Chroniques

par laurent bergnach

Jean-Christophe Vervoitte dirige l’Ensemble Connect
œuvres de Boulez, Jarrell et Leroux

Conservatoire National Supérieur de Musique et de Danse, Paris
- 15 décembre 2016
Jean-Christophe Vervoitte dirige l’Ensemble Connect (Boulez, Jarrell, Leroux)
© aymeric warmé-janville

Nommé Ensemble ACJW lors de sa création en 2007, l’Ensemble Connect est un groupe de jeunes interprètes aidés pendant deux ans par un programme conjoint des Carnegie Hall, Juilliard School et Weill Music Institute. Cette formation les ouvre à la vie professionnelle mais aussi à l’esprit d’entreprise et à l’engagement citoyen – plusieurs des sept artistes réunis ce soir enseignent à l’école primaire, dans des quartiers populaires de New York (Bronx, Queens). Grâce aux Fondations Edmond de Rothschild et au CNSMD, une résidence leur offre de rencontrer, une semaine durant, élèves et public parisiens. L’atelier-concert de ce soir est l’un de ces rendez-vous, dirigé et commenté par Jean-Christophe Vervoitte (corniste à l’Ensemble Intercontemporain depuis 1993), dont certaines analyses sont reprises ci-après.

« Il faut aimer à forger le hasard », disait Pierre Boulez (Darmstadt, 2 juin 1955). Contribution à un anniversaire du mécène Paul Sacher, son Messagesquisse (1976) va nourrir plusieurs œuvres, telles Répons (1981) et Dérive I (1984). Créée à Londres, cette page aussi brève qu’un « instantané » réunit six musiciens illustrant la force de l’harmonie, dans les pas de Webern – Lee Dionne (piano), Rosie Gallagher (flûte), Mari Lee (violon), Julia Yang (violoncelle), Yoonah Kim (clarinette) et Brandon Ilaw (vibraphone). En cinquante-quatre mesures, le créateur organise un passage du chaos, certes organisé, à un ordre quand même libre. D’emblée, la tendresse du clavier donne le ton général de l’interprétation, frémissante et moelleuse. Le finale en suspension clôt ce qu’Alain Galliari imagine pouvoir accompagner « une cérémonie imaginaire ».

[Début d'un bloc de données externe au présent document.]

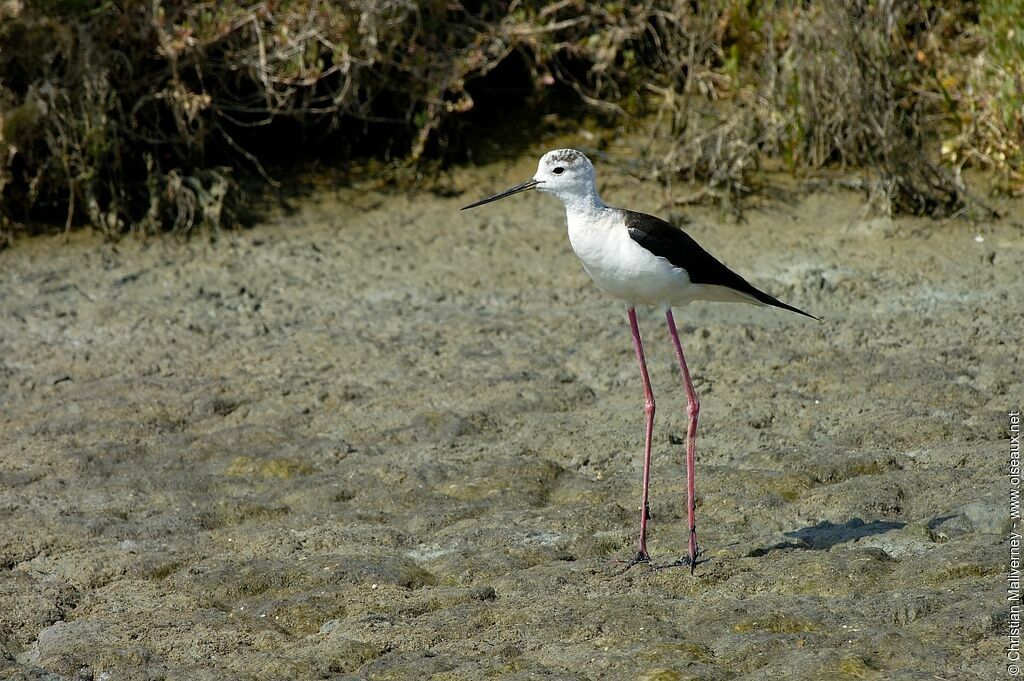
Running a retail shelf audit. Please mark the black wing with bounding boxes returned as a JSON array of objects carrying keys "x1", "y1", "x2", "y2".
[{"x1": 624, "y1": 211, "x2": 818, "y2": 320}]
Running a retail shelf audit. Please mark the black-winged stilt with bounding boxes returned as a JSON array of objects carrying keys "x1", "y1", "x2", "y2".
[{"x1": 462, "y1": 148, "x2": 817, "y2": 572}]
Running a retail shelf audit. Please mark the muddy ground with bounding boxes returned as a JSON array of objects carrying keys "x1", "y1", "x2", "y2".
[{"x1": 0, "y1": 144, "x2": 1024, "y2": 681}]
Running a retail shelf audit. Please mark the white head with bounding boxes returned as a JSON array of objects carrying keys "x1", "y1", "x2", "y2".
[{"x1": 462, "y1": 148, "x2": 600, "y2": 210}]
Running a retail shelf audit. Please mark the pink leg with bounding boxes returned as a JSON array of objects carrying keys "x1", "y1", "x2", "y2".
[
  {"x1": 665, "y1": 307, "x2": 700, "y2": 573},
  {"x1": 629, "y1": 307, "x2": 654, "y2": 564}
]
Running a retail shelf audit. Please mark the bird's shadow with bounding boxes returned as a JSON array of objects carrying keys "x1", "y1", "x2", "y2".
[{"x1": 748, "y1": 518, "x2": 906, "y2": 558}]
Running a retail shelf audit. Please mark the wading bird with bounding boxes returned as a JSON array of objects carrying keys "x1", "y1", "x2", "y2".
[{"x1": 462, "y1": 148, "x2": 817, "y2": 572}]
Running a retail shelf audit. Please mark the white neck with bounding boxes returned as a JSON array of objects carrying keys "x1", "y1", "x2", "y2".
[{"x1": 558, "y1": 187, "x2": 607, "y2": 216}]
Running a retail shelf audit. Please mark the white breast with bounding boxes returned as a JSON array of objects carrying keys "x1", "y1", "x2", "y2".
[{"x1": 565, "y1": 206, "x2": 692, "y2": 305}]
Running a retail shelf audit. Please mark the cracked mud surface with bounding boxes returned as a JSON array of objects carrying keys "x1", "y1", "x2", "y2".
[{"x1": 0, "y1": 151, "x2": 1024, "y2": 681}]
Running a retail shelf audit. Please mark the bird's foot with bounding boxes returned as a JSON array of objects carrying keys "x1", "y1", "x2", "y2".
[
  {"x1": 615, "y1": 549, "x2": 650, "y2": 577},
  {"x1": 651, "y1": 551, "x2": 711, "y2": 574}
]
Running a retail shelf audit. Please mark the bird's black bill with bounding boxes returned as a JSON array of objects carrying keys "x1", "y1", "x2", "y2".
[{"x1": 459, "y1": 179, "x2": 540, "y2": 210}]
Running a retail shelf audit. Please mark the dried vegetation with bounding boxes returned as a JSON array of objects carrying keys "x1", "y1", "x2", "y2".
[{"x1": 0, "y1": 0, "x2": 1024, "y2": 244}]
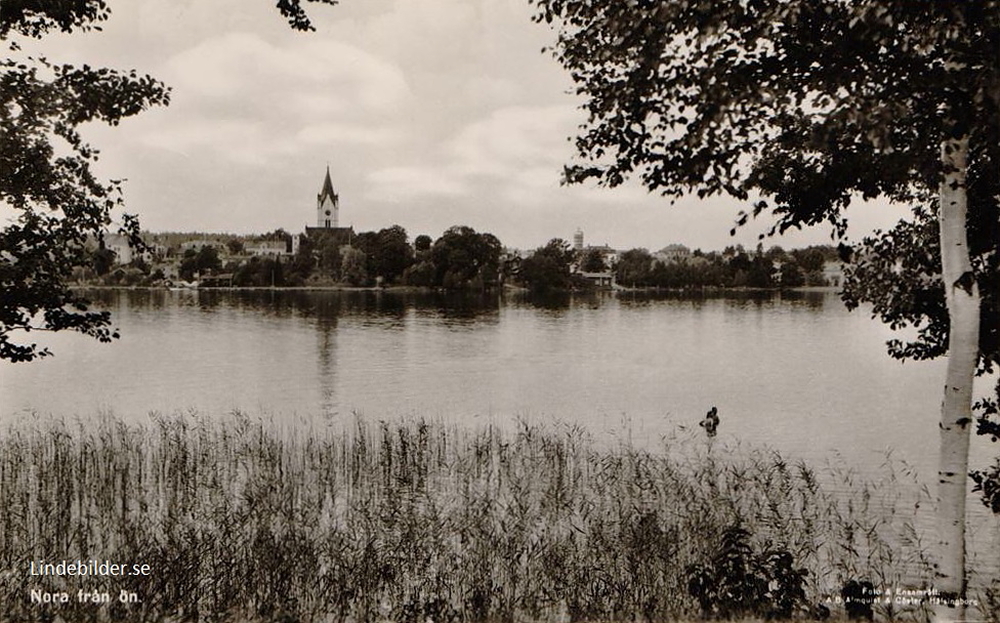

Soucieux d’établir une continuité aussi fluide que significative entre ses productions, le Suisse Michael Jarrell (né en 1958) aime les éléments maîtrisés. Son cycle Assonances, débuté en 1984 avec un solo pour clarinette, s’avère un carnet d’esquisses qui nourrit l’auto-analyse. Augmentant la formation présente sur scène, l’apprenti Andrew Gonzalez (alto) et le chevronné Philippe Grauvogel (hautbois de l’EIC depuis 2010) s’installent pour jouer Assonance IV (Bruxelles, 1991). À peine plus longue que celle de Boulez, cette pièce introduit une dramaturgie basée sur le contraste. Énergique et profuse – ne serait-ce que par une riche percussion (marimba, tam, gong, etc.) –, elle crée du relief en opposant vents et cordes, s’orientant vers « un achèvement mystique » où résonnent les sons nouveaux (pizz’ au piano, crotales).

Dernière étape du concert, AAA (Douai, 1998) met l’accent sur la cadence, mais avec boiteries et décalages de toute une encyclopédie de variations (effet kaléidoscopique, transition accélérée, etc.) – que Vervoitte déclare « maladie du rythme », en plaisantant. Le septuor de Philippe Leroux (né en 1959) est d’ailleurs fort ludique. Il prend comme appui la Suite en sol « la poule » (1728), conçu à la suite d’Image à Rameau (1995). Sublimé par des oreilles nord-américaines aguerries à la musique répétitive, il regorge de mécaniques plus ou moins bien huilées, alternant avec des phases nues de germination ou d’affliction (ralentis épuisés). Voilà de quoi parfaire la réunion de trois moments caractéristiques d’un XXe siècle finissant.